4. Ratchet and Clank: Into The Nexus
Into The Nexus was responsible for giving the series’ presence on PS3 their farewell, and it was on a high note filled with interesting ideas. It had an interesting focus on movements and puzzle sections around gravity, a darker tone that still maintained the lighthearted humor from past entries, and plenty of surprises, including Clank segments that were in 2D dimensions. It felt like an installment that wasn’t afraid of taking risks, even this far into the timeline as a 2013 release, earning its place as one of the most interesting of the bunch.
3. Ratchet and Clank: Up Your Arsenal
Up Your Arsenal presented itself as the third instalment in the Ratchet and Clank family back in 2004, and it’s still remembered to this day thanks to its refinement of pretty much everything that Insomniac Games had brought to the table up to that point. The heroes return to the iconic planet Veldin, Ratchet’s garage locale, with new tricks up their sleeves such as the Lock-strafe mode, making the control scheme more akin to third-person shooters. It improved upon the weapon upgrades (across an arsenal of 20 of them, too) from its predecessors, introduced the mischievous Dr. Nefarious, and was also the first to offer online multiplayer.
2. Ratchet and Clank (2016)
Ratchet and Clank’s incursion to the PS4 was an intriguing one - it was tied to the CG film by the same name, but it also reinvented the first title, so players got to witness the starting moments of how the iconic pair of characters got their start in the many adventures that came after in chronological order. But there’s also plenty of new elements in play, from a massive set of collectible cards to whole new flying segments. It all came together with the most striking look that the series had seen until then, pairing it closely to the movie’s counterpart in terms of visuals.

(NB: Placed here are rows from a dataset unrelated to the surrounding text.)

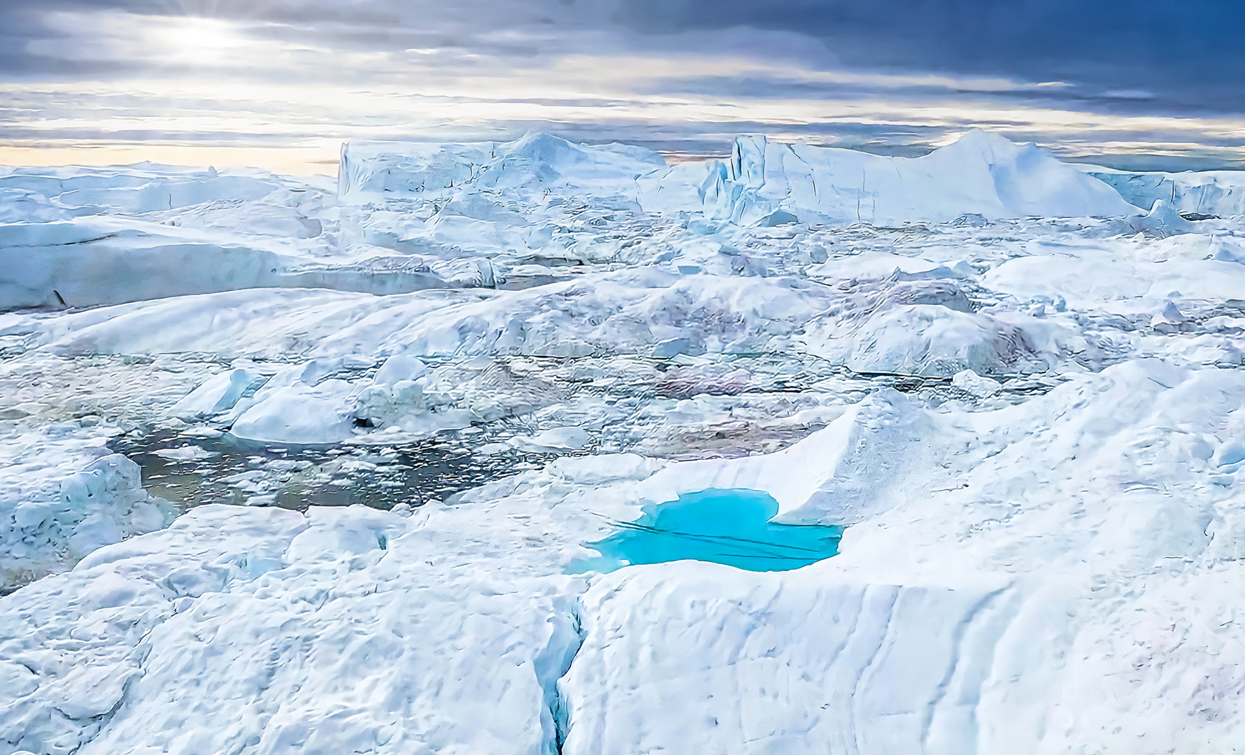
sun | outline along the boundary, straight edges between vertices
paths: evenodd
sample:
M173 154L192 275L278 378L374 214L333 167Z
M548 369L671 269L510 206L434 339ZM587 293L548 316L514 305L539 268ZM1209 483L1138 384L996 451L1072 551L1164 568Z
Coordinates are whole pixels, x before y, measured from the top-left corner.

1. Ratchet and Clank: A Crack In Time
Introducing itself as the sequel to both Tools of Destruction and Quest for Booty, A Crack In Time redefined much of what had made the series so intricate and innovative back in the PS2 era. It was a welcoming callback to nostalgia amist titles that were trying new things for the next generation, and it carved its place by implementing the excellent Hoverboots and new ways to further customize your weapons, experimenting with new parts that could change how they felt completely.